It’s shocking how the ANCYL try to politicise every tragic event in South Africa; and incredibly ironic when their poisonous, militant rhetoric has been the catalyst.
Former Youth League leader, Julius Malema, and his entourage of anarchistic ANCYL troublemakers, have been spreading their malicious venom for years now, corrupting the minds of the masses and inciting violence and unrest.
From Johannesburg to Kwa-Zula Natal, from Limpopo to Cape Town, the ANCYL are the poster children for violence and lawlessness in post-apartheid South Africa.
The Marikana mining massacre was an absolute disaster, an utterly tragic event that could have and should have been avoided.
Some serious questions need to be asked in the wake of this catastrophe:
What possessed these mine workers to defy the authorities and take up arms?
What drove the workers to such madness that they believed they had every right to charge at the police, wielding pangas and traditional weapons, themselves coming to murder and slaughter officers of the law?
What message did these workers have echoing in their minds that gave them this deranged sense of greed and entitlement, that they had no shame in simply demanding a completely unreasonable salary increase of three times their current wage?
Who has been poisoning the minds of the masses with militant war-talk rhetoric that says, ‘Just demand and take what you want, WITHOUT compensation’?
As the sun rises on a new week following the tragedy, we must not allow ourselves to lose sight of all the unfortunate victims and their families; including the police officers who were butchered by the murderous hordes only days earlier.
I don’t blame the SAPS for this massacre, even if crowd-control procedures were not properly followed. The bottom line is, the terrified officers were left with no choice but self-defence when having to face down the marauding madmen who came at them with murderous intent.
The police are also the victims here, each and every one of them who were forced into a situation they did not want. The officers involved have to now deal with the trauma of the massacre and the tender, raw emotions they’re feeling after lives were unnecessarily lost in the heat of battle. We can only hope that the police are receiving professional trauma counselling in the aftermath of this tragedy.

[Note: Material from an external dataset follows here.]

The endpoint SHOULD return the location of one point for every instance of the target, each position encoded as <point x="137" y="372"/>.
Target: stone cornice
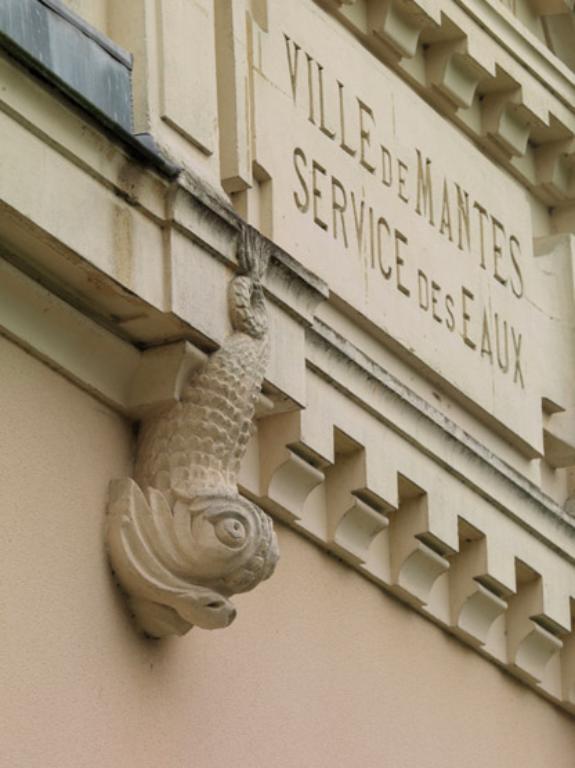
<point x="502" y="87"/>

A portion of the blame must be laid at the feet of the ANCYL and their militant entitlement rhetoric, which I believe, had a big part to play in this disaster.
Without the ANCYL telling the masses to simply take, to stay militant, to take up arms if necessary and to fight and take without compensation; the workers at Lonmin might never had adopted such a lawless attitude in the first place.
The troublemaking ANCYL are guilty, and instead of trying to deflect attention away from themselves, and gain cheap political points, they should take responsibility for inciting the people to violence and should apologise to the suffering families of Marikana for the part they played in this tragedy.